Question

Hi I'm developing an invoicing application.

So the general idea is to have two tables:

Invoice (ID, Date, CustomerAddress, CustomerState, CustomerCountry, VAT, Total);

InvoiceLine (Invoice_ID, ID, Concept, Units, PricePerUnit, Total); 

As you can see this basic design leads to a lot of repetiton of records where the client will have the same addrres, state and country.

So the alternative is to have an address table and then make a relationship Address<-Invoice.

However I think that an invoice is immutable document and should be stored just the way it was first made. Sometimes customers change their addresses, or states and if it was coming from an Address catalog that will change all the previously made invoices.

So What is your experience?

How is the customer address stored in an invoice? In the Invoice table? an Address Table? or something else?

Can you provide pointers to a book, article or document where this is discussed in further detail?

Was it helpful?

Solution

I would strongly recommend against storing any customer details like that in the Invoice.

Instead, I would have a structure like:

Customer table, with a primary key of id

Customer address table (as each customer may have different addresses over time), with the customer id as a foreign key

Invoice table, with an address field that is a foreign key to a customer address table.

BTW, I would consider adding a VAT field per line item.
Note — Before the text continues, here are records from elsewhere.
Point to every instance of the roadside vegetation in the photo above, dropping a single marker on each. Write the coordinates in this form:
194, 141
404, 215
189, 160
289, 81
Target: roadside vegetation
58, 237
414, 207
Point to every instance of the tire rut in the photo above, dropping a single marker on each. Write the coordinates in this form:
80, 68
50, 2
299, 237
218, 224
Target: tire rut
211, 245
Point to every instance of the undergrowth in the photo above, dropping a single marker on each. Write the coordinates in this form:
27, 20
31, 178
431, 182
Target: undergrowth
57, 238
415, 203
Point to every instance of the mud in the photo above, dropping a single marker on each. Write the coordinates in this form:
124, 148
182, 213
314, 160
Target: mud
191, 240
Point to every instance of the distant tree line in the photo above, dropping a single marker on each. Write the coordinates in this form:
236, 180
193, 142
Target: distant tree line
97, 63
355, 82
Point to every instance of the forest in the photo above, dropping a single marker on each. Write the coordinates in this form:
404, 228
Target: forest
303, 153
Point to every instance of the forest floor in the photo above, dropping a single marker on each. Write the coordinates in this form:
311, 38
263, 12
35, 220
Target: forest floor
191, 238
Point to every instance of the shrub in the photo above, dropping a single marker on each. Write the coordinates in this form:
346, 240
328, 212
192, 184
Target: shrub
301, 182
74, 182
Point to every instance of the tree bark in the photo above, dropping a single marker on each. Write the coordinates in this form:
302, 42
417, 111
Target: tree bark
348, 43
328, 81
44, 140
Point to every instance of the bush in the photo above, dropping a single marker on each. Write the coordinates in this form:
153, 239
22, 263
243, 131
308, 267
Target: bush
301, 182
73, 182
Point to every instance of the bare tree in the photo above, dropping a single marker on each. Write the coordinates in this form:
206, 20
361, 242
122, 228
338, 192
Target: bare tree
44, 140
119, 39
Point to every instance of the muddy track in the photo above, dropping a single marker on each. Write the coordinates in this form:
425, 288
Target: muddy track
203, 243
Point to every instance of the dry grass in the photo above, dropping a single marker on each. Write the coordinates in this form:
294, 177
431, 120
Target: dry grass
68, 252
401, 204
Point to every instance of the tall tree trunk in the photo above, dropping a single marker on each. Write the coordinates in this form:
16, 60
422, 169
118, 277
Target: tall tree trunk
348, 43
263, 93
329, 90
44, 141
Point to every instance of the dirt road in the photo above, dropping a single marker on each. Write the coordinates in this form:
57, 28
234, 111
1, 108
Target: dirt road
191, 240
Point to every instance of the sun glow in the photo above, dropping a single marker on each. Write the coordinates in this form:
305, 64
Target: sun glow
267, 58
There are countries where there are different VAT rates for different item types.

OTHER TIPS

Most standard product/order databases will have

a products table (ProductId, product info fields)  
a customers table (CustomerID, customer info like address etc) 
and an orders table  (OrderNumber, CustomerID, date, etc)

Then your order items become a many-many relationship table between orders and products.

orderItems (OrderNumber, ProductID, quantity, purchasePrice, vat, etc)

To get a full invoice you'd query the orders table and join it with the OrderItems table. OrderItem usually has purchase price and such because the price in the product table may change after the order is created and that information is often useful to store.

I'd consider doing it with three tables: Customer, Invoice and Address, but construct it so that once an address is entered, it is never updated or deleted, only deprecated. You can have an IsDeprecated or IsActive boolean field in your address table. Then when you create an invoice, the invoice links to the CustomerID AND to the AddressID being used at the time. When the customer changes their address, you create a new record with a new AddressID and deprecate the old one with the boolean field. Or if you really want to keep good records and/or will ever need to look up this data, you could have an AddressActiveStartDate and AddressActiveEndDate, but this will make queries a little more complicated.

That way you still store the old address, with it still being linked to the customer for reference, while also allowing the customer to have more than one listed address (e.g. one for shipping, one for billing).

You can add more tables as necessary, e.g. Product, InvoiceLine, State, etc.